To find out more about the positive effect that managing your lifestyle can have on your pain visit our lifestyle page.
Managing flare ups
If you experience a flare of symptoms this is usually linked to an episode of inflammation within the joint. It is therefore usual for a flare up to last between 6 and 12 weeks. If you are struggling with a flare it is worth considering your medication based option for managing this. Your GP may prescribe you a short course of medication to help with the flare up. You should also make sure your following all our advice above with regards symptom management. If you are and you are experiencing a very persistent flare a corticosteroid injection into the joint can be helpful to settle things down. We are happy to see people on a one to one basis for advice during a flare up period. Please discuss an MSK referral with your GP.

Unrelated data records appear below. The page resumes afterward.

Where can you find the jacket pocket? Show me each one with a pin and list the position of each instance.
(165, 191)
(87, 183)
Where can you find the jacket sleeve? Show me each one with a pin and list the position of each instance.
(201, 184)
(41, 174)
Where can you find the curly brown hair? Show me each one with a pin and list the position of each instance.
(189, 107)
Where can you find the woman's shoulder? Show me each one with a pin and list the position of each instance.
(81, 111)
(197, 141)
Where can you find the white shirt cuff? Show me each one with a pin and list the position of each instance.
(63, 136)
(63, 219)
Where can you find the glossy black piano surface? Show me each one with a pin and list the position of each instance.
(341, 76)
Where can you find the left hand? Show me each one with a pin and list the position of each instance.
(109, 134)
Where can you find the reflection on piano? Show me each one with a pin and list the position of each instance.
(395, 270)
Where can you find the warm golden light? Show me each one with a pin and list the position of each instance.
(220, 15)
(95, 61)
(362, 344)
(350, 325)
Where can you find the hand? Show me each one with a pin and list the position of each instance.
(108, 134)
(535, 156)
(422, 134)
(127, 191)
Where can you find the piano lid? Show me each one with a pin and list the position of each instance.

Joint replacement for osteoarthritis
Prior to considering joint replacement surgery it is important that you have tried to optimise the management of your arthritis with none surgical treatment methods. the short video below discusses the importance of this.
Whether to go ahead with a joint replacement is a big decision. The NHS has developed a tool to help you explore the issues around this decision. This can be accessed here:
If you would like to discuss hip replacement with us please discuss an MSK referral with your GP.To fill in an Oxford knee Score to facilitate your assessment click here.
Patient Decision Aids
What are patient decision aids (PDA's)?
PDA's have been specially designed to help you explore all the options around the management of your osteoarthritis. The tools will also help you make decisions by taking into account your thoughts and feelings around the risks and benefits associated with particular treatments.